Feira livre é uma tradição dos nossos municípios

A feira livre é algo que todo brasileiro convive há muito tempo e que faz parte da rotina das pequenas, médias e grandes cidades do país. É o maior supermercado dos municípios. Pertence ao povo e é administrado pelo poder municipal, pois é quem faz a limpeza após a realização. Os feirantes são pessoas simples e vivem em uma verdadeira maratona, cada dia em um município diferente. Na região de Feira de Santana, por exemplo, a jornada é iniciada na sede do município por ser a feira no dia de segunda, daí o ambulante se desloca para Santa Bárbara na terça e na quarta-feira é dia de feira livre em Ipirá. Já na sexta-feira vai para Conceição do Coité. Sábado para Serrinha e no domingo para São Sebastião do Passé.

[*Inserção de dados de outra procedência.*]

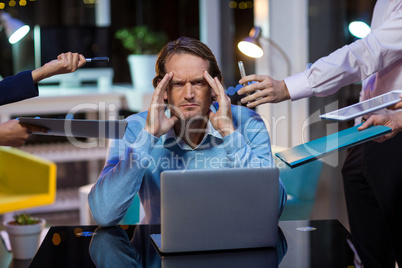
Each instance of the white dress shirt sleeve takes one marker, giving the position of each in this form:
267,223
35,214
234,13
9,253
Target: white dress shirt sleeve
351,63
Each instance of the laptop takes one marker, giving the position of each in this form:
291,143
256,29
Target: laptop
206,210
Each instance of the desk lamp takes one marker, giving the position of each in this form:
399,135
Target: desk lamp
15,29
251,47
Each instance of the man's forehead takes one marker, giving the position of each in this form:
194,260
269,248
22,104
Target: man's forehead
185,59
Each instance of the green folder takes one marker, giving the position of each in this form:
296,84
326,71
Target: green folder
315,149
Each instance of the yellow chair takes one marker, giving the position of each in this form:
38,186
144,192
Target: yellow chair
26,180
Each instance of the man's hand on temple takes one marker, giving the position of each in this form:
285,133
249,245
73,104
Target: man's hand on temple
267,90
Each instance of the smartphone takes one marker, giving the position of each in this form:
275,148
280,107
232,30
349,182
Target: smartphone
364,107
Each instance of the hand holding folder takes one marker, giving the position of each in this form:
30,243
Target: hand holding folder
321,147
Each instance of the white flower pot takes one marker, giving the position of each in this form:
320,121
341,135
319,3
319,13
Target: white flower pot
24,239
142,69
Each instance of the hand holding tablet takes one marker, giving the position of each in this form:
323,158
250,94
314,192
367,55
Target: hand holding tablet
364,107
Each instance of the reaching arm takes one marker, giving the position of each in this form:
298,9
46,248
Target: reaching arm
65,63
349,64
12,133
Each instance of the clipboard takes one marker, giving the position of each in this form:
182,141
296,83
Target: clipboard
364,107
310,151
79,128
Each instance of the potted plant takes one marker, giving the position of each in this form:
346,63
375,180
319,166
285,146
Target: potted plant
24,234
144,45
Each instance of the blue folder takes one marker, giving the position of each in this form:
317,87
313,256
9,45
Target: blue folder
312,150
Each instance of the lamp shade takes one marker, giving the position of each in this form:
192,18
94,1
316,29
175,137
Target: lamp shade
15,29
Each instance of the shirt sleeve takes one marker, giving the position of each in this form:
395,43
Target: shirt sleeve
17,87
351,63
120,179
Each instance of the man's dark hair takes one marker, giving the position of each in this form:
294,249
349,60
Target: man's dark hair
186,45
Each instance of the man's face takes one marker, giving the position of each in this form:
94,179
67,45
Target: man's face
188,91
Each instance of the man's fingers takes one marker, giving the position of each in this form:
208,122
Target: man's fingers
212,83
366,124
162,85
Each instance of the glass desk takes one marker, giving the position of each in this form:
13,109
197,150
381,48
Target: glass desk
322,243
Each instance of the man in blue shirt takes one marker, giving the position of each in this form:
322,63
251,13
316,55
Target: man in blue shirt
189,132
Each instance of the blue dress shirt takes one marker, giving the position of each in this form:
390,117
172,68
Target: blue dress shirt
134,164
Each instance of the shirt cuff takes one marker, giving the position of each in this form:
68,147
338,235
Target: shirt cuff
145,141
298,86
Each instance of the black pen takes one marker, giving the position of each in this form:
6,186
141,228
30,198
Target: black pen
97,59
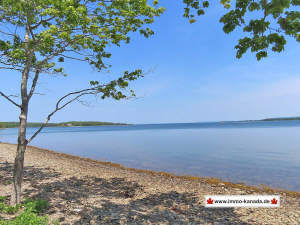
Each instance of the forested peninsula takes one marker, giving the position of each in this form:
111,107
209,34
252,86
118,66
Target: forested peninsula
63,124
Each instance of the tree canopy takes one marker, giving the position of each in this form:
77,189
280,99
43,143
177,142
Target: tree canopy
266,23
37,36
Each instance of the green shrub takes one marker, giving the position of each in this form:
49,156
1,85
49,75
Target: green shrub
27,218
3,198
29,214
9,209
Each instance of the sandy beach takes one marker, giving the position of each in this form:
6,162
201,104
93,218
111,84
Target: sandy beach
85,191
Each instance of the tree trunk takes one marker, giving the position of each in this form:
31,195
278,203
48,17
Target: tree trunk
19,160
22,142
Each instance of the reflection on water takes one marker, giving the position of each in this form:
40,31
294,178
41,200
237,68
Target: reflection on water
253,153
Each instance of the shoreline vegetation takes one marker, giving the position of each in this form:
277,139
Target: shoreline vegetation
63,124
97,123
87,191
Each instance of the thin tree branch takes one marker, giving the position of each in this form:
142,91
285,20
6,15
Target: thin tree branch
35,79
81,93
9,99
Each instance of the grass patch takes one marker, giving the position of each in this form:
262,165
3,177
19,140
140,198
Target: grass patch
29,212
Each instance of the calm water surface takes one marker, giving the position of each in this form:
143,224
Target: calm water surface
249,152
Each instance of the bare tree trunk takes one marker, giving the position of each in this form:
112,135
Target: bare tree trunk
22,142
19,160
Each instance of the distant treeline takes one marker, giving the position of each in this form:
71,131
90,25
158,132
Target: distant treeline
64,124
282,118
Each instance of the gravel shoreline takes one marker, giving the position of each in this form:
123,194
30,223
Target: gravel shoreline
85,191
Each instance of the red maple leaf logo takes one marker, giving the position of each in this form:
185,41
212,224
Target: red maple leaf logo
274,201
210,201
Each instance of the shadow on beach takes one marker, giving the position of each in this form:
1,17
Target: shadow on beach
92,200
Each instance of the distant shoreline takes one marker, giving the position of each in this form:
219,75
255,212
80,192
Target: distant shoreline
4,125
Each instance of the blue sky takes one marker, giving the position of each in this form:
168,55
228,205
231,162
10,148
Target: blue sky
194,76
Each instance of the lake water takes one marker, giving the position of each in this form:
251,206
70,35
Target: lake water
249,152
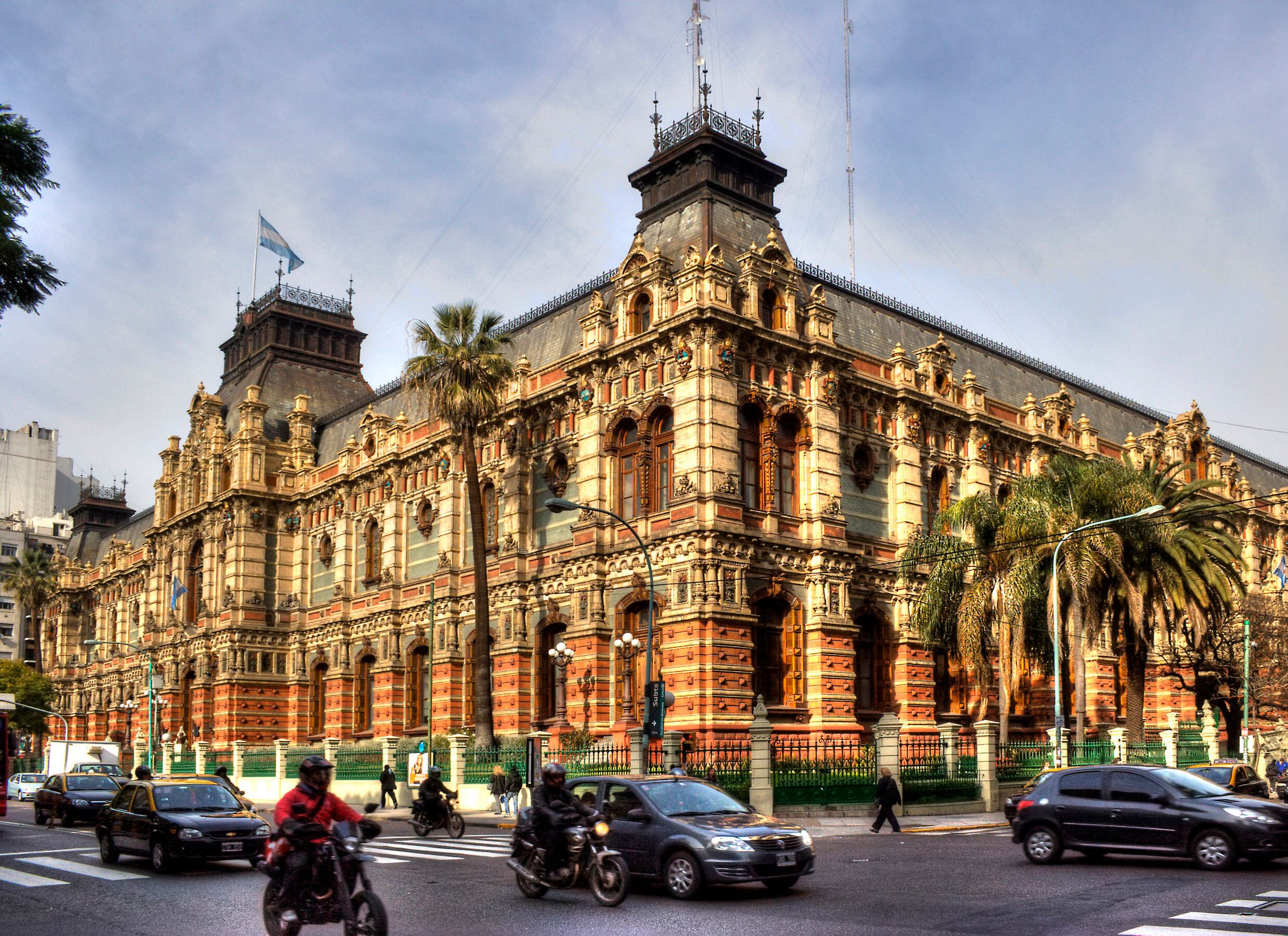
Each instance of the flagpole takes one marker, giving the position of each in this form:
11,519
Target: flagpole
254,269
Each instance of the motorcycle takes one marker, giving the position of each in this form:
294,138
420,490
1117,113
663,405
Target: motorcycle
589,859
451,819
338,859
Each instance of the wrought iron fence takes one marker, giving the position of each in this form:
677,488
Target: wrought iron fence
930,773
1022,761
259,762
358,762
728,762
822,773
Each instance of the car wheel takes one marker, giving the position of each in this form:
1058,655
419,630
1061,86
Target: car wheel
683,876
106,850
1214,850
1042,845
163,863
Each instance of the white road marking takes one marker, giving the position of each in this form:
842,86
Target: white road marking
80,868
25,880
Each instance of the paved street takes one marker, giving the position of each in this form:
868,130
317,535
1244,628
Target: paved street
968,882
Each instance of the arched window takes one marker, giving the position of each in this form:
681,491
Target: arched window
418,688
371,542
317,699
664,459
789,475
642,313
192,582
364,693
490,515
628,470
550,635
750,419
873,665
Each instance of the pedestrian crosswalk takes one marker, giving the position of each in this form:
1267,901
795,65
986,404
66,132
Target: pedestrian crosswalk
1265,915
411,848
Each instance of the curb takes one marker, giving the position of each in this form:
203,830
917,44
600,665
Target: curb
959,828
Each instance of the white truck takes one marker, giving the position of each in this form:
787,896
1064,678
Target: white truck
63,758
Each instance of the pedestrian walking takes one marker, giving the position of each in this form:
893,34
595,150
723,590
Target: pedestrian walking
513,787
388,787
496,786
888,797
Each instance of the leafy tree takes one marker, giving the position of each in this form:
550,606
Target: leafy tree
26,277
463,374
29,688
31,580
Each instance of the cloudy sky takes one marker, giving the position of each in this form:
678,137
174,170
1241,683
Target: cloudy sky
1098,185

Essa rotina faz movimentar os municípios, pois nesses dias toda a população da localidade que vive na zona rural se desloca para a sede em busca dos mantimentos, adquirindo quantidade que lhe garanta a semana. O movimento do vai e vem das pessoas nas feiras livres pesquisando e procurando a melhor conveniência para adquirir os produtos mais baratos, gera uma grande aglomeração durante todo o dia, onde parentes e amigos se encontram.
É nas feiras livres que os municípios baianos se agitam. A feira é o grande dia da semana, quando as pessoas saem de suas roças e vão às cidades ou lugarejos levando algum cereal ou mesmo um pequeno animal doméstico para vender. Antigamente as feiras livres eram um dos pontos mais altos da economia sertaneja, com elevado movimento de compras e negócios. Hoje, já não ostentam o mesmo vigor.

CIDADES – Feira de Santana é uma das maiores cidades do interior baiano. Nasceu do cruzamento de estradas, do encontro de vaqueiros procedentes do sertão da Bahia, Minas Gerais e Piauí. Além da famosa feira, que vem do século 18 e deu nome à cidade, Feira de Santana é o segundo polo industrial da Bahia e grande mercado de gado do país. Lá existe uma das maiores feiras livres do norte/nordeste. Planalto, município que integra a microrregião de Planalto de Conquista deve a sua origem a uma feira livre realizada aos domingos. A feira atraía várias pessoas, entre compradores, comerciantes e produtores que acabaram por se estabelecer no local. Outra cidade, Acajutiba, teve sua origem numa feira por força do garimpo debaixo de um pé de caju no local onde mais tarde foi construída a Estação do Leste.

No município de Conde, litoral norte baiano, uma das atrações é a feira que acontece todos os sábados. Na verdade a feira começa na sexta, com a chegada de comerciantes de várias cidades vizinhas, inclusive do estado de Sergipe. Eles chegam e logo expõem os produtos à venda, principalmente confecção de cama, mesa, banho e roupas de um modo geral. Tudo na feira é comprado e vendido. A feira livre é uma tradição que nas grandes cidades tem todos os dias. E nos pequenos municípios e povoados, só uma vez por semana. Apesar da defesa apaixonada que muitos feirantes fazem do espaço que ocupam, a atividade está perdendo terreno.

VARIEDADE – Muitos acreditam que as feiras estão perdendo espaço para os supermercados, mas a verdade é que muitas pessoas preferem a variedade da feira. As feiras livres tiveram uma baixa considerável em suas vendas, assim como outros setores, muitos acreditam que isso se deve aos mercados têm as feiras internas, onde os clientes encontram normalmente vendidos em feiras. Porém o consumidor que tem o costume de ir a feira não o deixa de fazer. Ele na verdade faz a famosa pesquisa de mercado, verifica onde o produto está melhor e mais barato e o compra. Isso mostra que o consumidor está mais consciente dos seus direitos e das inumeráveis possibilidades de compra.

As feiras livres têm a seu favor o atrativo de oferecer produtos com fartura e qualidade, uma vez que, a reposição é realizada a todo momento. Os consumidores enfrentam uma peregrinação por dezenas de barracas em busca de produtos frescos e uma boa pechincha. Apesar do conforto oferecido pelos supermercados, os fregueses ainda preferem o corpo-a-corpo com o vendedor de rua. O atendimento mais próximo nesses lugares permite algumas possibilidades impensáveis nas grandes redes, como a barganha, o contato social e a demonstração pública das habilidades de escolha por parte dos compradores.

Além da possibilidade da escolha entre as bancas, “o bom da feira é que você tem várias opções, preços diferentes, além de que há um vinculo entre nós, os fregueses, e os feirantes. É bom poder escolher os produtos com atenção. Você encontra mais tipos de frutas e legumes. Pode ser até cansativo, mas vale a pena”, é o que diz Antônia Maria Ferreira, freqüentadora assídua de feiras.